For a long time, the norm in consolidation tools was to use 12 dimensions. As the tools have evolved and new tools have become well established on the market, this is not a hard limit anymore, and more dimensions can be used. Recently, I had the pleasure to develop a special purpose HFM application for a financial institution with 14 custom dimensions, making the total number of dimensions 22. The main driver for the amount dimensions is the granular reporting requirement set by the regulator. You can read the customer story here.
I’m reflecting on some lessons learned from that project, other recent engagements and discussions to highlight some issues that need to be taken into account when designing and working with applications with a high number of dimensions. Some of them might be obvious but still worth mentioning and other issues also apply to applications with fewer dimensions.
The more dimensions, the more support for users
As the number of dimensions grows, you need to define valid intersections carefully. The reason lies in mathematics. A high number of dimensions increases the number of possible member combinations more than a high number of members in dimensions. If data does not require specification in a dimension, the intersection should be made invalid. This reduces the theoretical maximum amount of data. In my opinion, it also helps the user more than it hurts as it keeps the data clean.
Often, not all dimensions are required for all data. Make sure to set the dimensions only to that data which is required. This way you don’t bother the users with details that are not required and you keep the data clean and relevant. If the requirements change over time, you can always adjust the setup to require the dimensions.
A high number of dimensions requires automated data integration. The level of detail in the data grows, which makes manual data input painful so it should be an exception only while the bulk of the data is brought in using tools.
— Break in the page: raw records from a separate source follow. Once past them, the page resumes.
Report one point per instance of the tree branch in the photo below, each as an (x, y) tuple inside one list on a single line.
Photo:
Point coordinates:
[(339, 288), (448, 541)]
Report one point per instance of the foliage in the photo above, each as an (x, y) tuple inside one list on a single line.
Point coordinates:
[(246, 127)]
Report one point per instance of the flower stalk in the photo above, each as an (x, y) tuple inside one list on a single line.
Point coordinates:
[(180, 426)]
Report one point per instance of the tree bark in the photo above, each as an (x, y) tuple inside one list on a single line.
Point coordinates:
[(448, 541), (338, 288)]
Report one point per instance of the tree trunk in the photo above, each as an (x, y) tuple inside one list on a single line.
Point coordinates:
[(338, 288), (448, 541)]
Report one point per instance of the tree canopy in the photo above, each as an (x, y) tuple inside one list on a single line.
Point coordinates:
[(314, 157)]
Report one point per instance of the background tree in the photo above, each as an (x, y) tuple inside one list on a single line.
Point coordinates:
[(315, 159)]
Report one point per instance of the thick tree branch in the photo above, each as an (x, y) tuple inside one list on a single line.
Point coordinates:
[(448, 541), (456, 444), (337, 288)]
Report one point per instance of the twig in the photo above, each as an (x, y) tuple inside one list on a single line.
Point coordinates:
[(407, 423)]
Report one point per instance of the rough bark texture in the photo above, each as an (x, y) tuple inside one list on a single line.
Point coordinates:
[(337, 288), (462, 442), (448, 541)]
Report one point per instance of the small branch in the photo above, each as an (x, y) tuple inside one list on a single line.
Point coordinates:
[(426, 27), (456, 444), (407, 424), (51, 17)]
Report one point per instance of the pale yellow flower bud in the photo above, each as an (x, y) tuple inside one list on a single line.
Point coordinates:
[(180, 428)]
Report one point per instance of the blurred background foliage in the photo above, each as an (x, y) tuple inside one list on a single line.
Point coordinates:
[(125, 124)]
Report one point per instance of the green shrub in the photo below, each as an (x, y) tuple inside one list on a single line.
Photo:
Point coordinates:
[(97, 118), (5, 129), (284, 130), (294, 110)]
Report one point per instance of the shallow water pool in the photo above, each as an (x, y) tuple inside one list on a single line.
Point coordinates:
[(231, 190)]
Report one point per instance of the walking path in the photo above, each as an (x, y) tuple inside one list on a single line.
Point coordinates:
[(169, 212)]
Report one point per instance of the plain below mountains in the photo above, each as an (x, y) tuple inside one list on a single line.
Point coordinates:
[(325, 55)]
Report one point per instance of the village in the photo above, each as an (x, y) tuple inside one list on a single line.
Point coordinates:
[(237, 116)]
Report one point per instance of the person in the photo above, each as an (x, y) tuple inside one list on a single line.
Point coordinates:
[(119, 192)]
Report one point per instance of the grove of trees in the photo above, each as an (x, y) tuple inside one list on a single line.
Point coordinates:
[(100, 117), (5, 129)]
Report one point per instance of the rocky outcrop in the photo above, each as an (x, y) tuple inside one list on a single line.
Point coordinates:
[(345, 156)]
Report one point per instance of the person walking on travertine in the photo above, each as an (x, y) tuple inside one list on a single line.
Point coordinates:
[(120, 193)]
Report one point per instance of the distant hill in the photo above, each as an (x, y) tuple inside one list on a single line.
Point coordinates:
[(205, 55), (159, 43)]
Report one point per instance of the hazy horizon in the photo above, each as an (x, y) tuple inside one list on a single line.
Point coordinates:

Analysing data requires different tools with more dimensions. Reports and data forms work at a high level, but for anything more granular you need a database or spreadsheet-based solution. This is because in a row/column-style grid you can only view a limited number of dimensions.
Granular but not transactional data
Since we are still talking about a consolidation application, let’s keep in mind that consolidation works best on balances, not transactions. A higher number of dimensions makes data more granular, but you should still avoid consolidating individual transactions because they don’t make sense at consolidated levels.
Transactional data should be converted into balances at some point of the process, as the tools allow. The conversion can take place in data integration or in a staging table outside the consolidation cube. As a last resort, the transactional data could be stored in the consolidation cube, but on members which are excluded from consolidation.
Only in very few companies does the whole variety of source systems provide high quality data meeting the granular requirements. This can be dealt with default rules at data integration for the base-level data. This way the effect of defaulting remains minor. If possible, the defaulted data could be marked in some way to ease analysis.
Scripting is a good way to make calculations and steer consolidation. This is nothing new, but with higher number of dimensions some aspects are worth noting. The amount of data is likely to grow, so avoid writing scripts depending on the number of members or the amount of data as much as you can. This should be taken into account in metadata design as well.
Write your scripts as widely as possible. Don’t define dimensions you don’t absolutely need to. This keeps the scripts efficient and “future-friendly” for eventual changes.
Even though possible with most of today’s consolidation tools, adding dimensions should not be the first solution in mind for more analysis capabilities. More dimensions mean always more challenges to users. But nonetheless, dimensions can be added, if necessary.
Provided the script is written efficiently, a higher number of dimension or members does not automatically mean longer processing times in calculation or consolidation. It’s the amount of data that does. Therefore, proper scripting and limiting valid intersections are important.